Dervla McTiernans Debüt „The Ruin“ enthält viele Elemente, die das Herz des Spannungsfans höher schlagen lassen. Doch viele Zutaten machen noch kein Galadinner. Dieser Erstling ist ein perfektes Beispiel für vieles, was bei einem Krimi falsch laufen kann.

Neues Jahr, neuer Krimi

Dervla McTiernans Serie um DI Cormac Reilly ist im regnerischen Galway angesiedelt, die Autorin stammt selbst aus Irland. Und mit der Wahl des Handlungsorts sind auch die Eckpfeiler ihrer Geschichten gesetzt, denn die hier behandelten Themen und sozialen Konstellationen sind fest in den Kontext der  irischen Gesellschaft verankert.

Die Eingangsszene, die bekanntlich auch den „Haken“ enthält, mit dem LeserInnen in die Geschichte gezogen werden sollen, ist der Autorin besonders gelungen. Wir befinden uns im Jahr 1982. Garda Reilly, frisch aus der Polizeischule entlassen, wird zu seinem ersten Einsatz geschickt. Er soll nach einer Mutter mit ihren zwei Kindern sehen, die in einer verlassenen Gegend wohnt und als Alkoholikerin bekannt ist. Was er in dem halb verfallenen Haus der Familie vorfindet, wird er nie vergessen.
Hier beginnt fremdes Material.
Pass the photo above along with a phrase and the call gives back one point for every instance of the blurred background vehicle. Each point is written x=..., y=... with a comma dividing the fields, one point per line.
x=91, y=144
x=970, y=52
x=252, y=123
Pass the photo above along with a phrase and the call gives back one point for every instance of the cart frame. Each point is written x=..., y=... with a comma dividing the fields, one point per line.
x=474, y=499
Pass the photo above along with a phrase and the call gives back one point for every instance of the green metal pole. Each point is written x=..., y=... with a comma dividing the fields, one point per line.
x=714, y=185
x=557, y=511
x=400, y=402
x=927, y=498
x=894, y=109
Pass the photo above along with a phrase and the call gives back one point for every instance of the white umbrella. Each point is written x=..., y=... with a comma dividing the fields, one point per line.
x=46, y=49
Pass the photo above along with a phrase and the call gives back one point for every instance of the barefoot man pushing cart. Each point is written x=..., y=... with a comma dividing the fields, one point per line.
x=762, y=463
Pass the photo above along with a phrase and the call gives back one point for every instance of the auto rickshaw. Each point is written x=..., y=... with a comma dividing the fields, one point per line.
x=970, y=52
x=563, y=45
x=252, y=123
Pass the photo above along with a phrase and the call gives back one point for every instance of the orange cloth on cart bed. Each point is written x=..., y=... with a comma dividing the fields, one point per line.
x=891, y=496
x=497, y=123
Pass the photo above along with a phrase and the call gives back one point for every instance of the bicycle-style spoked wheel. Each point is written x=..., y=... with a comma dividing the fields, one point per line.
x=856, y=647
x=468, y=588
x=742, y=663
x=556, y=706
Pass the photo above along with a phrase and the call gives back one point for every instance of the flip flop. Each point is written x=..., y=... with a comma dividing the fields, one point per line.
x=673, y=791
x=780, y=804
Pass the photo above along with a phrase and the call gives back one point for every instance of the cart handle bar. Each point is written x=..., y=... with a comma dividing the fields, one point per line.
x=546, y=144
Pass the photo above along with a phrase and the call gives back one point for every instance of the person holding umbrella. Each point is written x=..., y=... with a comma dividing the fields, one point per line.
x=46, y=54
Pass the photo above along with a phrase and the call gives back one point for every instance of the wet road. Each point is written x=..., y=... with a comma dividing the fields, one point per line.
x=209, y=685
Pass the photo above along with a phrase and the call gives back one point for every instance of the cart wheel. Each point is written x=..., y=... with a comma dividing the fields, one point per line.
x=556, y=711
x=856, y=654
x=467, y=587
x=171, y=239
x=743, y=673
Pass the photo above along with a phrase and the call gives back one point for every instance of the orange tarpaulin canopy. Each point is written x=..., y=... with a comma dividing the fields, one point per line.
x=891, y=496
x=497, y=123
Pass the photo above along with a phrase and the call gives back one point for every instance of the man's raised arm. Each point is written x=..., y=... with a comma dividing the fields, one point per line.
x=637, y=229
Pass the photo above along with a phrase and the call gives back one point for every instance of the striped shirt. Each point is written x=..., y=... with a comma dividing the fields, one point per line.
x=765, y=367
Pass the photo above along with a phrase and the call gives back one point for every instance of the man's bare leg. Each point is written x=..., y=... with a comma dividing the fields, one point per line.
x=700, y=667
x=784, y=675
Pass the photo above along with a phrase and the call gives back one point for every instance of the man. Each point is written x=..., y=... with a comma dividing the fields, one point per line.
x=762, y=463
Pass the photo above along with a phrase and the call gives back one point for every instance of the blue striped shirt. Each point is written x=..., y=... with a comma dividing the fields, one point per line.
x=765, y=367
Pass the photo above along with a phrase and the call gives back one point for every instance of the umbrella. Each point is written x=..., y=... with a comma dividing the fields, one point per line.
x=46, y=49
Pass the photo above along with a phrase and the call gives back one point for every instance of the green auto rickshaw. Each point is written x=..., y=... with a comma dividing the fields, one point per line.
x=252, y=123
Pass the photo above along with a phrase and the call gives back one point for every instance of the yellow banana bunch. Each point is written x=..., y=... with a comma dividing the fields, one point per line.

McTiernan hat mit „The Ruin“ einen durchaus lesenswerten Krimi vorgelegt, der jedoch einige Schwächen aufweist. Und diese sind insofern interessant, als dass sie uns zeigen, woran viele Spannungsromane scheitern.

Parallel dazu, aber zeitlich in der Gegenwart angesiedelt, tauchen wir mitten ins Leben einer angehenden Chirurgin namens Aisling ein, die ihrem Freund mitteilt, dass sie schwanger ist – ein absoluter Karrierekiller. Aber das ist nur der Anfang der tragischen Geschichte um Aisling und ihren Partner Jack.

McTiernan hat mit „The Ruin“ einen durchaus lesenswerten Krimi vorgelegt, der jedoch einige Schwächen aufweist. Und diese sind insofern interessant, als dass sie uns zeigen, woran viele Spannungsromane scheitern.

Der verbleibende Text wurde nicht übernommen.